Vardılar, umutluydular.

Umutluydular çünkü başlarının üstünde dalgalanan umudun bayrağıydı. Vardılar, çünkü, örgütle, ideolojiyle ve, ve işte demirinin soğuğunu hissettikleri bir araçla donanmışlardı. Hayır, onun -silahların- ucundan bakmıyorlardı dünyaya. Hayır, silahlar kumanda etmiyordu onlara. Tam tersine politikaları, inançlarıyla yol gösteren ellerinin ucundaki tetiğe ve namluya. Devrimin onsuz olmayacağının bilincindeydiler. İşte onun için Dersimdeydiler, onun için dağlardaydılar.  

“Örgüt iradesine tabi olmak”tan, “Nerde görev verilirse orada olabilmeyi” anlıyorum diye yazmıştı Ergani. Görev dağlardaydı.

Dağlar ki, mazluma sığınak olmuştu yüzyıllar boyu. Dağlar ki, ezilenlerin isyanlarına yataklık etmişti. Gülender için görev, aynı zamanda köylüsü Zehranın kavgasını sürdürmekti. 
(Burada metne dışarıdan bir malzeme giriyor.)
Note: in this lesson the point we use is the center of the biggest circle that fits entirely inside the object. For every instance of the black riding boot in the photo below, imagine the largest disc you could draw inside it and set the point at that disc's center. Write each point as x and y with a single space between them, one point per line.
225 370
“Mücadeleye katılmam için çok nedenim vardı” diyordu özgeçmişinde Gülender, “ama beni en çok etkileyen Devrimci Sol dergileriydi. Ben onları okuyarak birşeyler anlamaya çalışıyordum. Bizim köylü Zehra ÖNCÜ'nün şehit düşmesi de beni çok etkileyen, bana yön veren olaylardır.”

Etkilenmeyecek gibi değildi Zehra. Girdiği son çatışmada, yoldaşları şehit düştükten ve kendi mermileri de bittikten sonra, elinde sımsıkı tuttuğu el bombasıyla, “teslim olacağını” söyleyerek düşmanın üzerine yürümüş ve orada el bombasını çekerek, bedel öderken bedel ödeterek şehit düşmüştü.

Şimdi Zehranın yerinde Ergani, Gülender, Solmaz ve Yunus var. Şimdi Dersimin köylüleri, Hozatlılar, Çemişkezekliler, Çorumun gençleri, Ergani, Gülender, Solmaz ve Yunuslara bakıp yön vereceklerdi hayatlarına. Bu yön ki, kurtuluşun yönüdür, o hayatlar ki kurtuluşa adanmış hayatlardır.

 

(Yukarıdaki anlatım, Yürüyüş dergisinin 6 Mayıs 2007 tarihli 103. Sayısında yayınlanmıştır.)